27 Jul 2007
Changes in reflected light identify contaminants without needing to pre-treat the sample.
Stratophase, a spin-off from Southampton University in the UK, has developed a technique to simultaneously write a waveguide and a planar Bragg grating into an optical silicon chip. The technology has been used to fabricate the company's SpectroSens sensor, which can detect the presence of toxins using optical techniques rather than costly chemical tagging.
In the company's Direct Grating Writing process, two focused UV lasers are overlapped to give a small circular spot with an inherent linear interference pattern. Modulating the beam as it scans a photosensitive substrate allows a Bragg grating to be written, allowing complex variations to the period and contrast to be incorporated within a single grating if desired.
This technique allows gratings to be manufactured faster and more cheaply, since it avoids the need for a one-off mask to be made. Accuracy is also improved as grating structures are written simultaneously with the waveguide, removing any alignment error. The substrates are standard silicon wafers, with a germanium-doped silica glass top layer in which the waveguide circuit is fabricated.
The finished detector cell incorporates a sensing window above the grating that is chemically prepared with suitable antibodies, ready to bond with a chosen target agent. A fiber-optic cable travels under the window to illuminate it with visible or infrared light.
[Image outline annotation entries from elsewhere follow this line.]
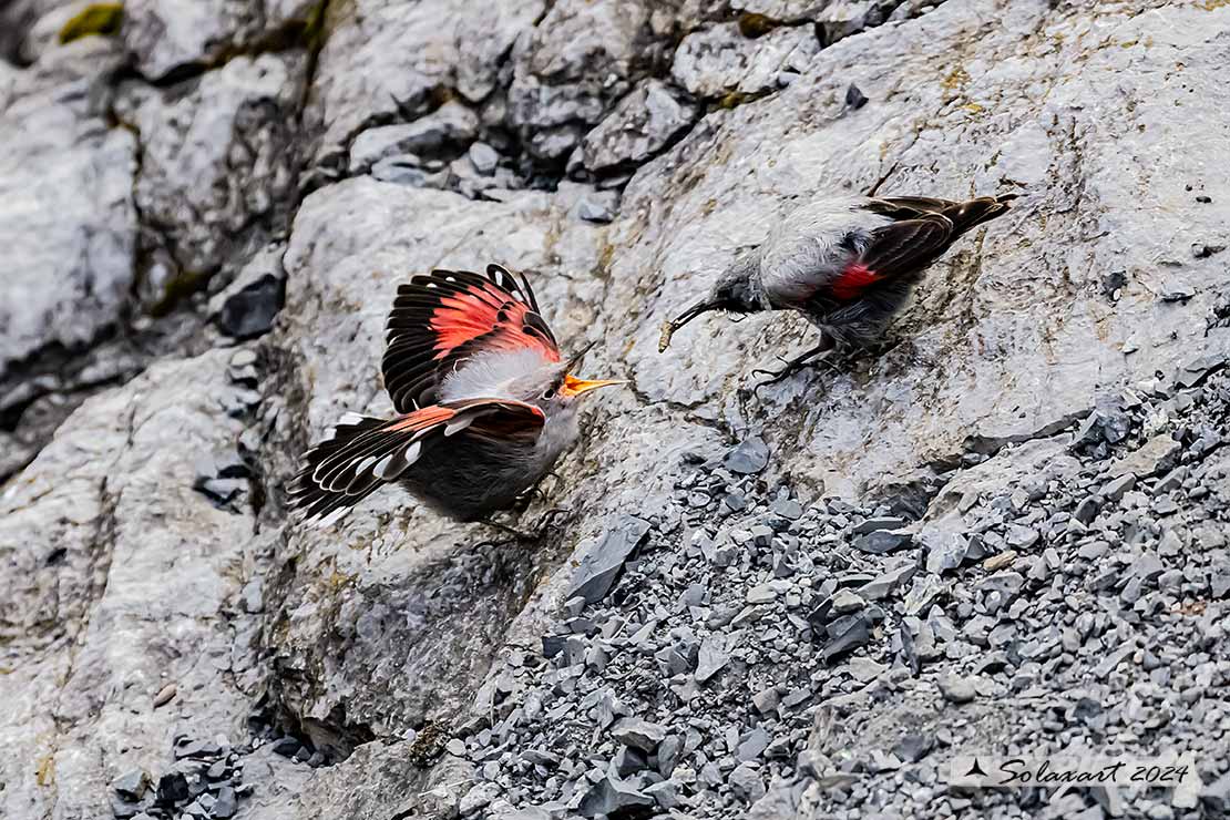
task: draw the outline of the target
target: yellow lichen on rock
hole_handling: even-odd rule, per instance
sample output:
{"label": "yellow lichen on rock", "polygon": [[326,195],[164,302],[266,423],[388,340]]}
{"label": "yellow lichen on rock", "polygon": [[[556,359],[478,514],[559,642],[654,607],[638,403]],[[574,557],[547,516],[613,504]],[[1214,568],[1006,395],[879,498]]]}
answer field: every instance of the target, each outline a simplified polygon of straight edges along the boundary
{"label": "yellow lichen on rock", "polygon": [[121,2],[95,2],[74,15],[60,28],[60,44],[90,34],[109,36],[119,32],[119,22],[124,17],[124,5]]}

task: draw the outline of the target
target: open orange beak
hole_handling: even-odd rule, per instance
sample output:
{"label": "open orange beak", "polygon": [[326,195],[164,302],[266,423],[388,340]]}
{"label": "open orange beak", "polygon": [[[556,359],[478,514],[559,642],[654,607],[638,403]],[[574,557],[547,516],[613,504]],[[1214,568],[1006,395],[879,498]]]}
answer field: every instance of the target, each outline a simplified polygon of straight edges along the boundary
{"label": "open orange beak", "polygon": [[597,381],[587,381],[584,379],[573,379],[572,375],[566,375],[563,377],[563,385],[560,386],[560,393],[563,396],[579,396],[581,393],[589,392],[590,390],[598,390],[599,387],[626,384],[626,379],[598,379]]}

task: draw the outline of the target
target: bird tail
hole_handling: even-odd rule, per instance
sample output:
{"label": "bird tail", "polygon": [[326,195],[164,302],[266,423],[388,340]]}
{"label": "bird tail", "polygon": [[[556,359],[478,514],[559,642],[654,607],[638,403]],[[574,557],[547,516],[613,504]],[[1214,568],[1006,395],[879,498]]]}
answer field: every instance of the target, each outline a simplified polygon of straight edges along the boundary
{"label": "bird tail", "polygon": [[370,495],[384,481],[371,466],[405,436],[387,430],[389,422],[347,413],[323,441],[304,454],[303,465],[287,484],[290,507],[305,521],[328,526]]}
{"label": "bird tail", "polygon": [[948,203],[941,211],[952,220],[952,237],[956,239],[972,227],[1006,214],[1015,193],[1000,194],[999,197],[977,197],[964,202]]}

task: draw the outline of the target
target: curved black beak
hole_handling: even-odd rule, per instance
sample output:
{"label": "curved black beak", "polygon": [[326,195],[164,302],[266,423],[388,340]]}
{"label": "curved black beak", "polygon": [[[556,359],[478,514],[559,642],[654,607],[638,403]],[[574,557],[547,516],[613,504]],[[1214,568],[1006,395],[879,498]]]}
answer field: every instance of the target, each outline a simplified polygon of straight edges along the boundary
{"label": "curved black beak", "polygon": [[679,313],[679,316],[674,317],[669,322],[663,322],[662,338],[658,339],[658,353],[665,353],[667,348],[670,347],[670,337],[680,327],[692,321],[701,313],[705,313],[711,310],[718,310],[720,307],[721,305],[713,301],[712,299],[702,299],[691,307],[689,307],[688,310],[685,310],[684,312]]}

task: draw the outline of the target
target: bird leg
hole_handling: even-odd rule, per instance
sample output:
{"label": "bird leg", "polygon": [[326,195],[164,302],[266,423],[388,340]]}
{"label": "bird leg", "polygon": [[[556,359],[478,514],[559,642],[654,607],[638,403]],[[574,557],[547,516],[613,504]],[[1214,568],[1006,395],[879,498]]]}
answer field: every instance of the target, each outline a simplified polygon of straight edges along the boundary
{"label": "bird leg", "polygon": [[823,354],[830,352],[834,347],[836,347],[836,345],[833,343],[833,339],[830,339],[829,337],[825,336],[824,338],[820,339],[820,343],[817,344],[814,348],[812,348],[811,350],[803,352],[801,355],[795,357],[790,361],[786,361],[781,357],[777,357],[777,359],[785,365],[781,370],[764,370],[764,369],[760,369],[760,368],[753,370],[752,371],[753,376],[758,376],[760,374],[770,376],[769,379],[765,379],[765,380],[761,380],[760,382],[758,382],[756,384],[756,390],[759,390],[759,388],[761,388],[761,387],[764,387],[766,385],[775,385],[779,381],[781,381],[782,379],[786,379],[786,377],[791,376],[792,374],[798,373],[803,368],[806,368],[809,364],[812,364],[813,359],[815,359],[817,357],[823,355]]}

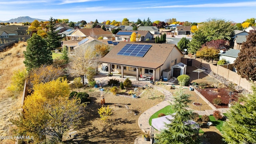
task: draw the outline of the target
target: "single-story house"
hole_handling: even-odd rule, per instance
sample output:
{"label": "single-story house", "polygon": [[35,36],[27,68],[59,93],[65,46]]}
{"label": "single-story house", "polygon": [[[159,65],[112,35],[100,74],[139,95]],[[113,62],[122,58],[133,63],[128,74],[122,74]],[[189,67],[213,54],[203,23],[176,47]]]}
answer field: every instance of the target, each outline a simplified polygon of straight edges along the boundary
{"label": "single-story house", "polygon": [[231,49],[222,53],[219,53],[220,60],[225,60],[228,64],[233,64],[240,52],[240,50]]}
{"label": "single-story house", "polygon": [[120,42],[98,62],[107,65],[108,73],[116,72],[141,75],[153,80],[161,79],[162,72],[181,62],[184,55],[175,44]]}
{"label": "single-story house", "polygon": [[81,40],[90,36],[94,38],[98,38],[100,36],[112,36],[110,32],[105,31],[101,28],[78,28],[67,36],[70,37],[71,40]]}
{"label": "single-story house", "polygon": [[177,26],[175,32],[177,35],[188,35],[191,33],[191,26]]}
{"label": "single-story house", "polygon": [[132,30],[133,27],[130,26],[120,26],[118,27],[120,30]]}
{"label": "single-story house", "polygon": [[140,35],[140,38],[138,38],[137,41],[144,41],[147,38],[151,40],[154,36],[148,30],[120,30],[115,35],[115,39],[117,41],[130,42],[133,32],[136,32],[137,35]]}
{"label": "single-story house", "polygon": [[246,41],[246,36],[237,36],[234,39],[234,49],[240,50],[242,48],[242,44]]}
{"label": "single-story house", "polygon": [[148,30],[153,35],[160,34],[159,30],[156,26],[140,26],[138,28],[137,30]]}
{"label": "single-story house", "polygon": [[250,32],[250,31],[251,30],[256,30],[256,26],[250,26],[246,28],[244,31],[247,32]]}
When any target molecules bond to the prepared surface, small but measurable changes to the reflected light are caused, revealing the presence of the toxin.
Greg Emerson, developer of the chip, explained that this method avoids any expensive chemical tagging of the sample itself. Instead, a change to the physical properties at the surface of the chip is detected optically, speeding up the detection process.
"We are able to measure in real time the amount of mass bound to the top of the chip surface, and observe it without needing any fluorescing antibodies," he said. "All the process and information transfer is done optically, so it is completely immune to noise."
A particular advantage claimed for this method is a reduction in the number of false-positive detections. The ability to use several colors of light allows detailed information on the thickness of the layer binding to the surface to be obtained, helping to distinguishing the target species from other non-specific events.